Dad scrolls up and down the page, making it clear he’s killing time while he thinks instead of seeking information about the flight. Eventually he stops, runs a hand over his mouth, and then makes eye contact with Mom for several seconds.

Something passes between them, and a moment later, Dad pulls his phone from his pocket then turns his attention back to me. “I need to make sure it’s okay with Maning.”

“You serious?” I say.

He nods, then disappears to make the call.

I look at Mom expecting her to protest. But she sighs, mutters something about her baby boy growing up, and then wraps me in a hug.

Though Dad speaks to Tita Chato and Tito Danilo every few weeks, it’s not unusual for him to go months without speaking to Tito Maning. And when he does, his conversations with his older brother typically last only a few minutes, more an exchange of news than a conversation. I’m counting on their lack of communication to work in my favor now, on him believing my lie that Grace doesn’t want him to know it was “her” idea and honoring that, and on Tito Maning’s desire to keep up appearances, to pretend that Jun’s death really doesn’t matter. If he were to refuse to host me, then that would be admitting that it does.

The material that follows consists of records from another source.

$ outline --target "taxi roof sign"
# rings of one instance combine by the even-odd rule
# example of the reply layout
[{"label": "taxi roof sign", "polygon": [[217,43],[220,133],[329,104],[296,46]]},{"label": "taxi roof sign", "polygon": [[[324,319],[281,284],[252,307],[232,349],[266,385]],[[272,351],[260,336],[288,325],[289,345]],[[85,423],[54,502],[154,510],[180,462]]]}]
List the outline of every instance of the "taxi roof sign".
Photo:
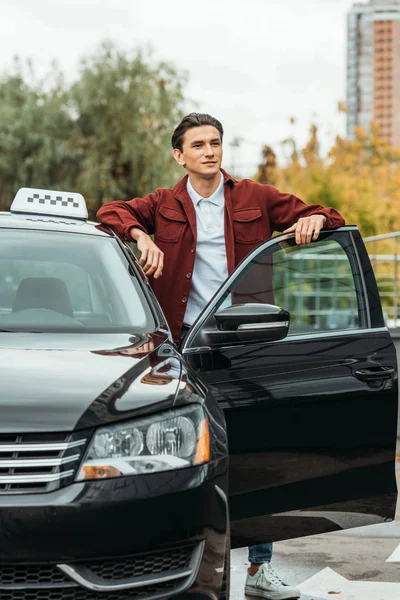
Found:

While Dad’s gone, Mom eventually releases me from the hug and then asks about half a dozen more times if I’m sure I wouldn’t rather go with her to Spain or Iceland or the Czech Republic. Dad rejoins us like ten or fifteen minutes later.

“Is it cool?” I ask.

He nods.

I want to wrap my arms around him, but that’s not something we do. So instead, I tilt my head in a gesture of appreciation and say, “Salamat po. Thanks.”

“You will stay with family the entire time,” Dad says. “You won’t go anywhere by yourself.”

“Of course,” I say.

Dad turns the laptop to face him and starts typing in the payment information. “Go get your passport,” he says.

I do and then hover over his shoulder as he enters the last of the information. When he clicks to confirm the purchase, I can’t believe this is really happening. A strange, fluttery feeling stirs in my chest. My heart wants to soar, but it’s like a bird with clipped wings, the real reason I’m going keeping it grounded.

 

 

THINGS INSIDE


4 March 2012

Dear Kuya Jay,

I decided I want to be an astronaut when I grow up. We learned about the planets today in science class, and I wish I could see them for myself. Even though most everyone wants to visit Saturn because of its rings, I would fly to Jupiter. Did you know it has a storm that is thousands of kilometers in diameter that has been going on for hundreds of years? If I could go into the middle without being killed, I think that would be so beautiful to see. And if I got bored, I could go to one of its many moons. Teacher said one of them has water, and where there is water, there will be Filipinos.